IEFC - Forest pests and diseases - Consult - Cas-I-3

Chestnut gall wasp

Dryocosmus kuriphilus Yasumatsu (Hymenoptera, Cynipidae)

Host tree

Chestnut species (Castanea spp)

Identification

  • The numerous galls are easily observable on chestnut leaves and petioles. They are green-red in spring and summer and often remain as brown galls in winter.
  • Attacked shoots and leaves show reduced growth.
  • Heavily infested trees show a decline in crown density.
  • Adult wasps are very small and eggs in buds are hardly visible.

Damage

  • Heavy attacks lead to severe yield reduction both in chestnut orchards and in forests.
  • Severely attacked trees show signs of decline.
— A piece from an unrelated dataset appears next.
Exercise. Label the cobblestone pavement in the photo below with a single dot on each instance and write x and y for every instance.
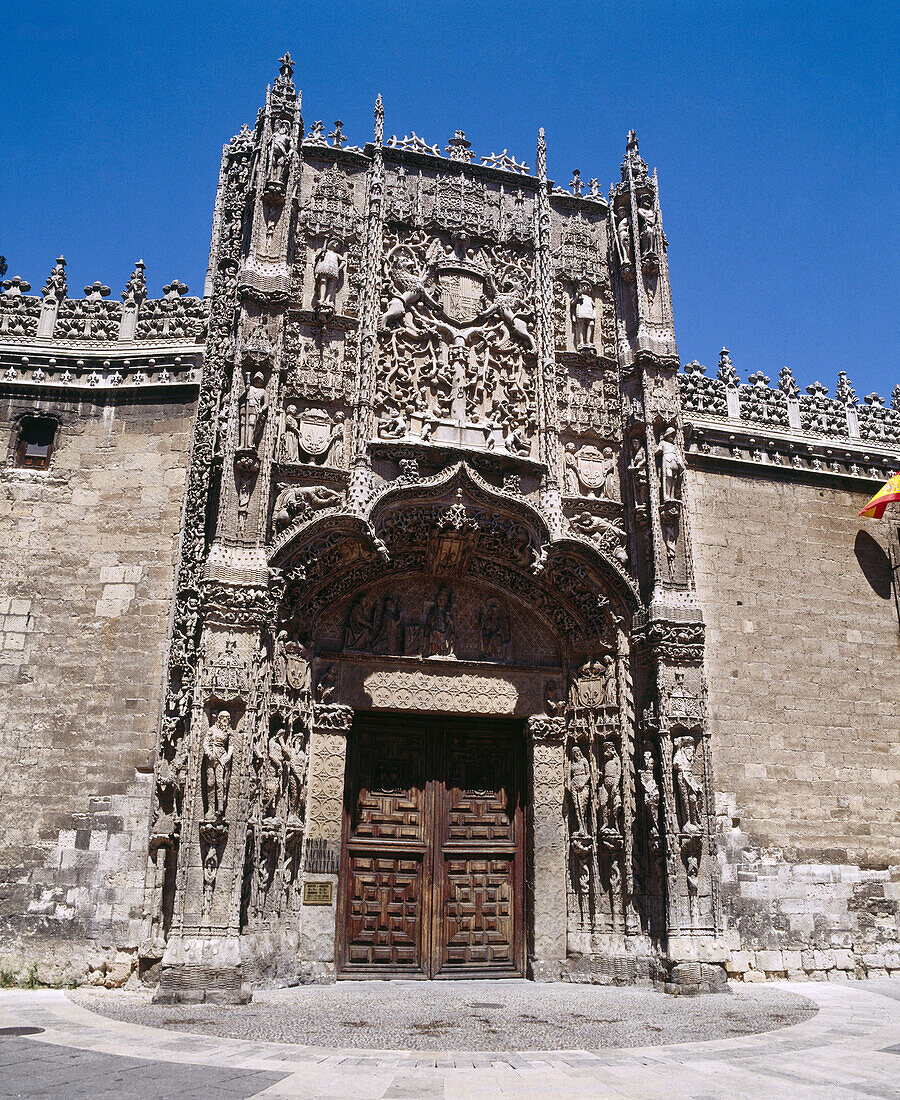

It is not clear whether repeated defoliation may kill trees directly but attacked trees are more prone to chestnut blight.
  • Since D. kuriphilus is newly invasive in Europe, a proper assessment of its long term impact on the economy, society and environment is needed.

Biology

  • There is one generation per year.
  • Eggs overwinter in buds.
  • Galls containing several larvae develop in spring on young shoots and leaves, reducing their growth.
  • Adults fly from mid-May to July depending on the climate and lay eggs in new buds.

Risk factors

  • All chestnut trees in Europe are at high risk, although some cultivars appear more resistant.

Distribution

  • Dryocosmus kuriphilus originates from China and was first found in Italy in 2002, from where it spread to other European countries: France, Switzerland, Slovenia, Hungary, Croatia, Czech Republic, Austria, the Netherlands, Germany, etc. Also invasive in the USA.

Pest management

Monitoring

  • Dryocosmus kuriphilus is a quarantine organism in Europe. The movement of chestnut plants in and from infested regions is regulated.

Preventive measurements

  • New infestations are usually only seen when galls are formed on the leaves, i.e. too late for eradication.

Curative control

  • Chemical control is difficult because larvae feed internally.
  • A biological control programme is presently being carried out in Italy and in France though the importation of Torymus sinensis, a specific parasitoid originating from China.
  • Not all chestnut varieties are similarly susceptible to the wasp. The development of resistant varieties is presently being considered.

Climate change

  • It is too early to assess the effect of climate change on this insect because it has not yet reached its potential distribution in Europe and its trophic relationships are still evolving.